Loyola University Museum of Art, 820 N. Michigan Ave., (312) 915-7600, www.luc.edu/luma.

The Loyola University Museum of Art features the Martin D’Arcy Collection of medieval, renaissance and baroque art, along with other permanent collections and rotating exhibitions. The museum is open Tuesday from 11 a.m.-8 p.m. and Wednesday through Sunday from 11 a.m.-6 p.m. the museum is closed Monday and major holidays. General admission is $6 and $5 for seniors. Children under 14, students, military dependents and Loyola employees are free. General admission is free on Tuesdays.

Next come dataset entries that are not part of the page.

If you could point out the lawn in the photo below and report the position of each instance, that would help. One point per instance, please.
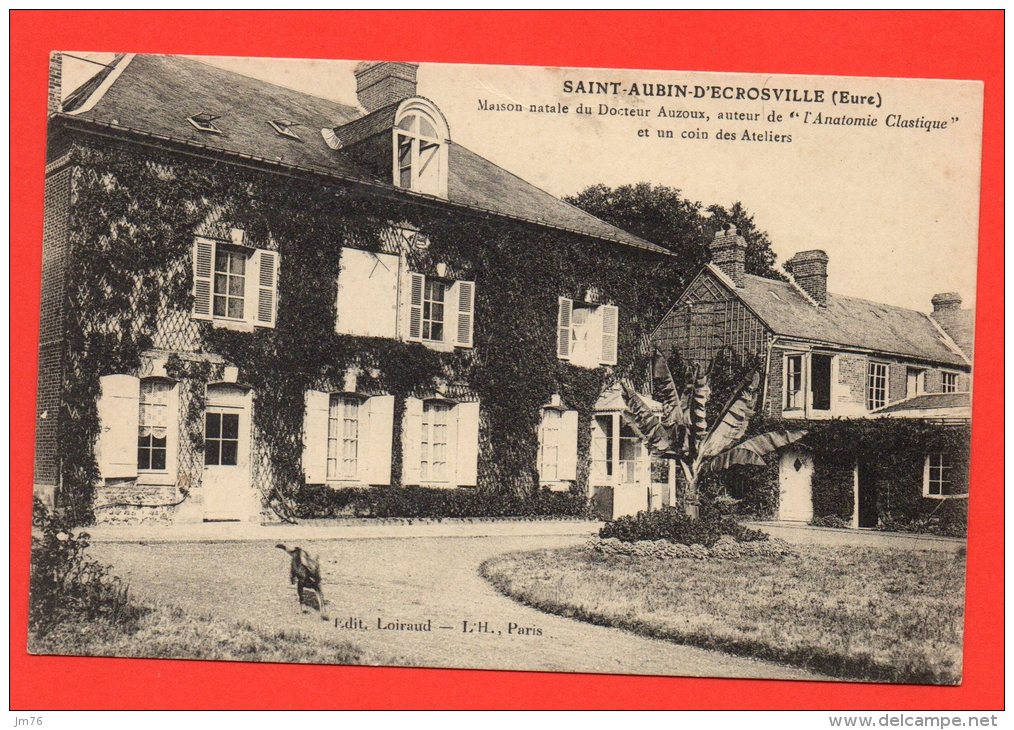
(852, 612)
(169, 633)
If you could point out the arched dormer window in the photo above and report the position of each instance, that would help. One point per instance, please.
(421, 148)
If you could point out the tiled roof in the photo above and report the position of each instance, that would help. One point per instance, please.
(155, 94)
(847, 320)
(953, 404)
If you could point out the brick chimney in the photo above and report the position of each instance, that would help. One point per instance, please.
(809, 270)
(56, 82)
(957, 322)
(728, 252)
(379, 83)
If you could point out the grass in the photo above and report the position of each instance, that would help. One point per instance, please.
(850, 612)
(169, 633)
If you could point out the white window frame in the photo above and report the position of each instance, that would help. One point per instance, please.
(920, 374)
(427, 454)
(458, 312)
(340, 400)
(611, 472)
(788, 407)
(586, 352)
(870, 387)
(940, 473)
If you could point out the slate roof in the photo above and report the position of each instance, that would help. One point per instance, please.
(845, 320)
(929, 402)
(155, 94)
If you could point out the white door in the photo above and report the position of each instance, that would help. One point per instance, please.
(226, 482)
(795, 471)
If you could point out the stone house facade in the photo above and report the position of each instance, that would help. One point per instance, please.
(248, 291)
(826, 356)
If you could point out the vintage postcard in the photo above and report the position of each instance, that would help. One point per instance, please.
(576, 370)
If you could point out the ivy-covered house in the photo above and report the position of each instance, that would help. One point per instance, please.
(883, 390)
(254, 296)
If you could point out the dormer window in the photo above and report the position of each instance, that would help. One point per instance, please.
(420, 148)
(284, 128)
(205, 123)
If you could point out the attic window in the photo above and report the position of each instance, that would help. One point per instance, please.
(420, 154)
(205, 123)
(284, 128)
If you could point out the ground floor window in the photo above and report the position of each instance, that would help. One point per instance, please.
(221, 439)
(434, 442)
(343, 437)
(618, 453)
(153, 424)
(939, 477)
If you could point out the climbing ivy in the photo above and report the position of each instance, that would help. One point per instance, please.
(132, 225)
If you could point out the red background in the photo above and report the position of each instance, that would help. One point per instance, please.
(959, 45)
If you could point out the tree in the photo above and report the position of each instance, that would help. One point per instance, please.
(682, 433)
(662, 215)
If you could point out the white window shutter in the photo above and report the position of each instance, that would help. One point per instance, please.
(119, 412)
(172, 432)
(568, 446)
(565, 309)
(466, 456)
(204, 264)
(412, 435)
(376, 447)
(610, 333)
(267, 287)
(315, 436)
(464, 303)
(416, 306)
(541, 444)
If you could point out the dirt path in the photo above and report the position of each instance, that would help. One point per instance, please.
(412, 581)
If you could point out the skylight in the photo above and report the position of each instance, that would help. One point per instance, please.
(205, 123)
(284, 128)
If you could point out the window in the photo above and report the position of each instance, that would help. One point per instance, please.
(343, 437)
(550, 452)
(632, 456)
(876, 385)
(794, 394)
(441, 311)
(618, 454)
(434, 444)
(420, 149)
(939, 477)
(230, 283)
(221, 439)
(153, 425)
(587, 335)
(284, 129)
(915, 382)
(234, 284)
(433, 310)
(205, 123)
(601, 450)
(347, 438)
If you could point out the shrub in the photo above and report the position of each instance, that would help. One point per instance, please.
(830, 521)
(672, 524)
(317, 501)
(65, 584)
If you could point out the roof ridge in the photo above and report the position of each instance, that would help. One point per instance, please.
(198, 59)
(561, 200)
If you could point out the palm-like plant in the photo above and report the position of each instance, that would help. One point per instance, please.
(682, 433)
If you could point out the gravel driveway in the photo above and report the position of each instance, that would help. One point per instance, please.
(414, 581)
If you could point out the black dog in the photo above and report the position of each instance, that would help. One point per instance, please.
(304, 573)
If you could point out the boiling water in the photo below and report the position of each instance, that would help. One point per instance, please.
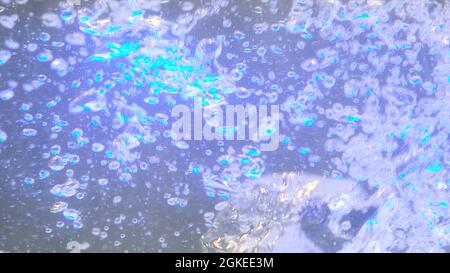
(88, 161)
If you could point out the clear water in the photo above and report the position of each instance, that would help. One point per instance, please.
(88, 162)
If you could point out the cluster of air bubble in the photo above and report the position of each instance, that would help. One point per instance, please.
(370, 77)
(379, 85)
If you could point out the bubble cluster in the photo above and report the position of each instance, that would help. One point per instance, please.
(363, 88)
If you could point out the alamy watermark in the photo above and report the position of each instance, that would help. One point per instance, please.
(239, 122)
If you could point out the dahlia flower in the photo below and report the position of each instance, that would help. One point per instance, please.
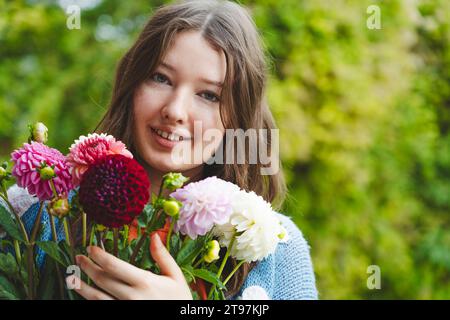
(114, 190)
(205, 203)
(255, 226)
(28, 159)
(87, 150)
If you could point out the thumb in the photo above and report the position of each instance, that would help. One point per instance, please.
(163, 258)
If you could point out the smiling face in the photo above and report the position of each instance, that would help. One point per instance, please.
(184, 88)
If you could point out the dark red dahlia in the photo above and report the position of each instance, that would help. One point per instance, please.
(114, 190)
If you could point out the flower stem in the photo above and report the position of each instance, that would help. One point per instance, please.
(30, 267)
(138, 247)
(84, 228)
(66, 231)
(99, 240)
(169, 234)
(234, 270)
(52, 185)
(92, 235)
(17, 250)
(52, 224)
(37, 223)
(30, 252)
(198, 263)
(116, 241)
(18, 220)
(222, 266)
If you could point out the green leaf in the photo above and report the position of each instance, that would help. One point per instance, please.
(51, 248)
(208, 276)
(8, 264)
(175, 244)
(146, 216)
(48, 285)
(188, 273)
(9, 225)
(190, 249)
(7, 290)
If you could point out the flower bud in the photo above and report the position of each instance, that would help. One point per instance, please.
(3, 173)
(213, 251)
(100, 227)
(171, 207)
(46, 172)
(59, 206)
(173, 181)
(283, 235)
(38, 132)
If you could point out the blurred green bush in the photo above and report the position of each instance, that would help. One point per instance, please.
(364, 117)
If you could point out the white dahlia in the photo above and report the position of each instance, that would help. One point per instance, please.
(256, 226)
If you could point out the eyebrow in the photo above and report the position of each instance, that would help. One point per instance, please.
(215, 83)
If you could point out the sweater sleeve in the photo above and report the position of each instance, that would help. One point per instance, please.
(294, 278)
(285, 275)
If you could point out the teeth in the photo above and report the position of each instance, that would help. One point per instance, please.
(169, 136)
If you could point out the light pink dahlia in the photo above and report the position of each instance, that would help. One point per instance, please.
(29, 158)
(205, 203)
(88, 150)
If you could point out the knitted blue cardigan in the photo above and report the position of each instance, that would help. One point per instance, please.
(285, 275)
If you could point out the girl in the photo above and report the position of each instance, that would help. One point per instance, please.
(196, 62)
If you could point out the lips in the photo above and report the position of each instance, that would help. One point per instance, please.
(168, 139)
(168, 136)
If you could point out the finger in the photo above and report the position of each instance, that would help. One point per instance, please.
(116, 267)
(163, 258)
(86, 291)
(104, 280)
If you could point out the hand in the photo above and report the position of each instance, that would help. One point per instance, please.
(121, 280)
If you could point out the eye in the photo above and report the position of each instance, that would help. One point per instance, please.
(160, 78)
(210, 96)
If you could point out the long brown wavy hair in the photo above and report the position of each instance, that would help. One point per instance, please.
(226, 26)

Smith Museum of Stained Glass Windows, Navy Pier, Illinois Street and Lake Shore Drive, (312) 595-5024, www.navypier.com

Admission is free and the museum is open during Navy Pier operating hours. Group tours and free guided tours are available. A glittering promenade that stretches along the lower level of Navy Pier’s Festival Hall, this is the first museum in the United States dedicated solely to stained glass windows, many from Catholic churches.

The collection of 150 windows dates as far back as the 1870s, when the city was being rebuilt after the Chicago Fire, and includes such widely known artists as Frank Lloyd Wright, Louis Comfort Tiffany and John LaFarge. Three windows from St. Agatha Church on Douglas Boulevard were designed by the famed F.X. Zettler Co. of Munich, Germany.